Ressourcen zu verteidigen liegt erstmal in der Natur jedes Hundes, auch wenn nicht jeder dieses Verhalten auch deutlich zeigt. Es ist unter Hunden üblich "seinen Teil der Beute" vor anderen zu beschützen - und zwar egal in welchem Verhältniss er sonst zu ihm steht. Da auch das ranghohe Tier vom rangniederen angeknurrt.
Das Menschen von dieser natürlichen Regel ausgenommen werden können (weil sie nämlich im Normalfall null Interesses daran haben dem Hund das Futter weg zu fressen), müssen die meisten Hunde erst lernen. Vertrauen muss aufbegabut werden.Wie das geht, hat Themis auf der ersten Seite schon beschrieben.
Immer wenn man sich nähert gibt es für den Hund was feines (am besten etwas, das noch viel toller ist als das normale Futter, beispielsweise ein Stückchen Käse oder Wurst) Extra. Erst aus größerer Distanz (aus einer Distanz, wo der Hund noch gerade nicht knurrt) zugeworfen, wenn das Knurren ausbleibt ein Stück näher und die gleiche Prozedur. Irgednwann steht man dann nahe beim Hund und gibt ihm was. Wenn man das richtig macht, wird aus dem anfänglichen (natürlichen) Argwohn schnell Erwartungsfreude.

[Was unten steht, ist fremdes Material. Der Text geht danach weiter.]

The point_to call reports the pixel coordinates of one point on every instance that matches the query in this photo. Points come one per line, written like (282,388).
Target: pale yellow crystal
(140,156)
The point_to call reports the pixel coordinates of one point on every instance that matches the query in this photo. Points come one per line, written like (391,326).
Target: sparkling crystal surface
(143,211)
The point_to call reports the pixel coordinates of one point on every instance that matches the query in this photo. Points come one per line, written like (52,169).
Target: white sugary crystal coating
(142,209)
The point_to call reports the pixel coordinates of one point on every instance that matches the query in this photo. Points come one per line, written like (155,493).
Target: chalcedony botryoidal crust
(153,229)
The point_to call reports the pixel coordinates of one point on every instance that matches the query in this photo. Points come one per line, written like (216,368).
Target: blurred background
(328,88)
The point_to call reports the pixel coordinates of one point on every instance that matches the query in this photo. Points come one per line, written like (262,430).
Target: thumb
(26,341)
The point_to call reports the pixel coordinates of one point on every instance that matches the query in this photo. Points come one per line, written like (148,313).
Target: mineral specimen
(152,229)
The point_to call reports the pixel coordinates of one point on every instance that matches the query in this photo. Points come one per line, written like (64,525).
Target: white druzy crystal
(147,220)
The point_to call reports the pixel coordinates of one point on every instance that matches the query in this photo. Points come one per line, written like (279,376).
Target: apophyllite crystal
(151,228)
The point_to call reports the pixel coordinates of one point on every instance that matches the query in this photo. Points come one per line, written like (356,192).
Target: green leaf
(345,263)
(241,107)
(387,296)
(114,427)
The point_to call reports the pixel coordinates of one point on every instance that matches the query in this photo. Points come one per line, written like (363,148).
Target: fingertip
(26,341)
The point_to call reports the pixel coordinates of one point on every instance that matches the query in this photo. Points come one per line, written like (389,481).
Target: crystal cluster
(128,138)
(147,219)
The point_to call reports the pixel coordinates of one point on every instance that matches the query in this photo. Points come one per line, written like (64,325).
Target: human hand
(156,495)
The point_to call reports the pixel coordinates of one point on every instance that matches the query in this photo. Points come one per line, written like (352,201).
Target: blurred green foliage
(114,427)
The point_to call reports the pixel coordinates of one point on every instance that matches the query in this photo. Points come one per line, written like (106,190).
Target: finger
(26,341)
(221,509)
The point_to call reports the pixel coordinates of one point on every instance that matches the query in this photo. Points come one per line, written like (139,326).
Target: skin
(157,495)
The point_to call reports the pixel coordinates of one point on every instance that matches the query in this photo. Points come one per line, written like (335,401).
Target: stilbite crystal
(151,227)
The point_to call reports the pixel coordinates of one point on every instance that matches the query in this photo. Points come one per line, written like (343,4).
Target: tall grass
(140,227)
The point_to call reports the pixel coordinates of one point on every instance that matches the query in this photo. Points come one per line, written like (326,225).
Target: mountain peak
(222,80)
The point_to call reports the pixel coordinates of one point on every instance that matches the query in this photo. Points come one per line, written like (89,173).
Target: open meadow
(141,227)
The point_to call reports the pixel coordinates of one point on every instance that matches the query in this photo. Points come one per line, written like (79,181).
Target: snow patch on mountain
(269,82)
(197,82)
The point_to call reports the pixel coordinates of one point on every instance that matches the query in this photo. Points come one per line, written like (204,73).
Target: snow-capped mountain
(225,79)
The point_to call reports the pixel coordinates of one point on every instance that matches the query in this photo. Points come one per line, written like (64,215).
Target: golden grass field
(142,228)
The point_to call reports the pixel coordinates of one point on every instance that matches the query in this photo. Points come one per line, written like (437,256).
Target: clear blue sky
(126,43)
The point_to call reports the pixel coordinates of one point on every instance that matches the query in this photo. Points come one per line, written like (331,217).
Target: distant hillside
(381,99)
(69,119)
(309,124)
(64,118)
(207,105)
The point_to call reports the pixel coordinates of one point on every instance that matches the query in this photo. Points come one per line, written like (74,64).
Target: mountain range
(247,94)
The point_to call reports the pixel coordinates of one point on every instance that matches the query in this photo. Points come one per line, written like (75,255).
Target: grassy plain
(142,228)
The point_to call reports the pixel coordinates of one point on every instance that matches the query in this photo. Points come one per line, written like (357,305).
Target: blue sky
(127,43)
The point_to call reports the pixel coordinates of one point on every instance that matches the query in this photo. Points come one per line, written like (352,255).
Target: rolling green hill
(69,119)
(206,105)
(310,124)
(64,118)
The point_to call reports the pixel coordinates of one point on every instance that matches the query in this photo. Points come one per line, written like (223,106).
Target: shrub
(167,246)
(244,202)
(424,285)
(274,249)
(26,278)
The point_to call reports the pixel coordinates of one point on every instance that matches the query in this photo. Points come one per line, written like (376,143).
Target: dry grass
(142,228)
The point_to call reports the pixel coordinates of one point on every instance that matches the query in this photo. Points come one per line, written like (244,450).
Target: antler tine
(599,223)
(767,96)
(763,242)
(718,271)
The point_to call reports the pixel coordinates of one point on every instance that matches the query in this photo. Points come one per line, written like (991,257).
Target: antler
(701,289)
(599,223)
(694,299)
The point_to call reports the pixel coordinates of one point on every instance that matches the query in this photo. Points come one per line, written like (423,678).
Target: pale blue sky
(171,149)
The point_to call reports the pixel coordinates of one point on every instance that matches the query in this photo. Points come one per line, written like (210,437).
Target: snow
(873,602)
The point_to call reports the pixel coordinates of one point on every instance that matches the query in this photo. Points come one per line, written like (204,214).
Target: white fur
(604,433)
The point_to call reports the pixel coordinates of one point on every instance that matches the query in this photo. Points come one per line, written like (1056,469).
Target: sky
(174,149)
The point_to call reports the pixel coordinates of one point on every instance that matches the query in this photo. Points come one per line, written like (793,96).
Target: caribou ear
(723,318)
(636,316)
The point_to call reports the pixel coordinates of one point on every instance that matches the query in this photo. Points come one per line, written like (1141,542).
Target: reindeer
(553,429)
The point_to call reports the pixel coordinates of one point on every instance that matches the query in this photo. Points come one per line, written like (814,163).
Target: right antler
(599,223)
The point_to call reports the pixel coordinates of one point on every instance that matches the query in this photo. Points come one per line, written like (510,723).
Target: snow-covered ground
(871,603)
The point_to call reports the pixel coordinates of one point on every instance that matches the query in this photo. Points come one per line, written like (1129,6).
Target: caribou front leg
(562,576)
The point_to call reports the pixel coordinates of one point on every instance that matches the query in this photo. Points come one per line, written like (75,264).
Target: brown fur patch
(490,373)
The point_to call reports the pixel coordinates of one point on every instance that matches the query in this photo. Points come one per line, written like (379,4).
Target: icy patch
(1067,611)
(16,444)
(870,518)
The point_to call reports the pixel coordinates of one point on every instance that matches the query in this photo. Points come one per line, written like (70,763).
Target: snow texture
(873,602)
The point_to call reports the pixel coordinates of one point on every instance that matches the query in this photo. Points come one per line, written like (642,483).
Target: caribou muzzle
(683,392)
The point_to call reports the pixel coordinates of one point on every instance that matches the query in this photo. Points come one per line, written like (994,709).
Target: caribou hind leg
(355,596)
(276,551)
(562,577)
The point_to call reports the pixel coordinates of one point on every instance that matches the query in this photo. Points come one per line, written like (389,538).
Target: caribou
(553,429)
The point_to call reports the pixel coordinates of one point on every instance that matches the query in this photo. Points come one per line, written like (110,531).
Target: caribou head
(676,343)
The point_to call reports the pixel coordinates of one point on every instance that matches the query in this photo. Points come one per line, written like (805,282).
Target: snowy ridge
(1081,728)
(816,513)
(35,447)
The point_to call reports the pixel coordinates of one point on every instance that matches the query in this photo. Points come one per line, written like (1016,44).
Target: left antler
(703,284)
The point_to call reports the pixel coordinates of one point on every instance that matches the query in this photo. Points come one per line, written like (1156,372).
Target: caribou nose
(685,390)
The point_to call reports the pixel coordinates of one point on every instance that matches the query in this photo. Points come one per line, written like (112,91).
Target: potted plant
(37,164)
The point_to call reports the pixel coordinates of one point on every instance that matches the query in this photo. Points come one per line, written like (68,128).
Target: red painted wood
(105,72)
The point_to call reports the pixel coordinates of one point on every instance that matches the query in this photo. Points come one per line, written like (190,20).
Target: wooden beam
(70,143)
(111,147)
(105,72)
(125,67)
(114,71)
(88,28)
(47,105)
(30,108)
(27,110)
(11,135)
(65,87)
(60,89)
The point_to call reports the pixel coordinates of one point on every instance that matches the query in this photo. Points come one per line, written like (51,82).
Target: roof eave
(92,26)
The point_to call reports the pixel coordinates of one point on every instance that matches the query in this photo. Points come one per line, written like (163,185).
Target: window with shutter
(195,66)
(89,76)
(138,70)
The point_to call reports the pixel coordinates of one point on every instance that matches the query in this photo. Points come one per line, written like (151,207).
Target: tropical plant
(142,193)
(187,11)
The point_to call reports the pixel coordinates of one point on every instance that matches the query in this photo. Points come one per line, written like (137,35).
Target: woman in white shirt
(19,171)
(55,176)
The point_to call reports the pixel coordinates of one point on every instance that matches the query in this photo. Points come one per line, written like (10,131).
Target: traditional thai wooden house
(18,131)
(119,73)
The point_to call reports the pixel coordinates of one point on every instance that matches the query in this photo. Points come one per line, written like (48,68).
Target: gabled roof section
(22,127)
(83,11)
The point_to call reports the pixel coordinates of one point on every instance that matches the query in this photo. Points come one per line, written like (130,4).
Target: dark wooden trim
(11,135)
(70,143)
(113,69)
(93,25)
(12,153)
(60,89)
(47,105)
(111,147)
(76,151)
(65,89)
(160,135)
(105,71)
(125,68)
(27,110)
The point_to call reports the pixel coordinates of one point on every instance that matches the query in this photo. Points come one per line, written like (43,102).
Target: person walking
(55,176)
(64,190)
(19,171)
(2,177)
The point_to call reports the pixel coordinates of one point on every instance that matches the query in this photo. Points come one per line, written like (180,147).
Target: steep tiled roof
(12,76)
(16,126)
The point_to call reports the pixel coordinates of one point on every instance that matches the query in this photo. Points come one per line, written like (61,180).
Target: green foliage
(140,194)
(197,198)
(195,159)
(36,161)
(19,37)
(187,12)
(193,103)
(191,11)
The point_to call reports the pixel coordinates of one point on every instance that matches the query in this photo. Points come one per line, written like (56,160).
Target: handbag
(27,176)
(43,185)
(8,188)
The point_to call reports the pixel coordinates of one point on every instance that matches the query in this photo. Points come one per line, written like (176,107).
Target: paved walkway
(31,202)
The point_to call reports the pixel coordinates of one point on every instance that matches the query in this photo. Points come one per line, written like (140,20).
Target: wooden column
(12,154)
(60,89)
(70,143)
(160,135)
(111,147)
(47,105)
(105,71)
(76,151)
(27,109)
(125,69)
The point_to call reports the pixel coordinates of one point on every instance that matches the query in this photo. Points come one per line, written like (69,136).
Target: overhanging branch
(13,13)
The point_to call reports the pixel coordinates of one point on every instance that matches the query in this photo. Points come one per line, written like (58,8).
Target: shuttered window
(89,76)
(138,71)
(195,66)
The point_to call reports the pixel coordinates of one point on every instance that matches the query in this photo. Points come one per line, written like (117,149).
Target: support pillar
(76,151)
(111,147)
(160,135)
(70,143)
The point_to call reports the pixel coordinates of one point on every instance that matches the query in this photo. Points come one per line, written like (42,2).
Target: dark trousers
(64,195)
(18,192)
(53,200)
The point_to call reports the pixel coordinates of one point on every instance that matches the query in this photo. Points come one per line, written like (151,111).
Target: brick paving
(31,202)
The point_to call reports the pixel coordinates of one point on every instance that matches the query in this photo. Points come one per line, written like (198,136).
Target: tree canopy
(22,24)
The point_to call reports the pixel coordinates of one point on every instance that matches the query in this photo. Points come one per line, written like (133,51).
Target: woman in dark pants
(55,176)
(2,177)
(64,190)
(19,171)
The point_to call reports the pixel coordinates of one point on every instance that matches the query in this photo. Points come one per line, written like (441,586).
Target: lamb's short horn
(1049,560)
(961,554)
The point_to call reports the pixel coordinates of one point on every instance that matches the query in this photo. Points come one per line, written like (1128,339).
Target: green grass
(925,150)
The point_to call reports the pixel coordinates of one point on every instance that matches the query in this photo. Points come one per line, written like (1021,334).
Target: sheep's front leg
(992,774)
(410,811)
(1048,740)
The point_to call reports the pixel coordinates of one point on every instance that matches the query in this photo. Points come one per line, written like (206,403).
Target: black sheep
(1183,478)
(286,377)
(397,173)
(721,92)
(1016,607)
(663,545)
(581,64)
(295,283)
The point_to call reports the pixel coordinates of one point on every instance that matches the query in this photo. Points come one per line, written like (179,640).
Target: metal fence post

Da du selbst keinerlei Problem hats, sollte dieses Training vor allem deine Freundin durchführen, aber es schadet auch nichts, wenn du selber ab und an nochmal was gutes in den Napf legst.Ich finde solches Training wichtig, und zwar nicht nur, weil es sinnvoll ist dem Hund Dinge abnehmen zu können, oder auch mal am fressenden Hund vorbei gehen zu könne, ohne Angst zu haben, dass man ihn dann in den Hacken sitzen hat, sondern vor allem auch, weil es für den Hund viel enspannter ist zu wissen: Egal was Frauchen/Herrchen im Hintergrund macht - mein Futter ist sicher. Im Gegenteil nähern sich Leute passiert meist was tolles.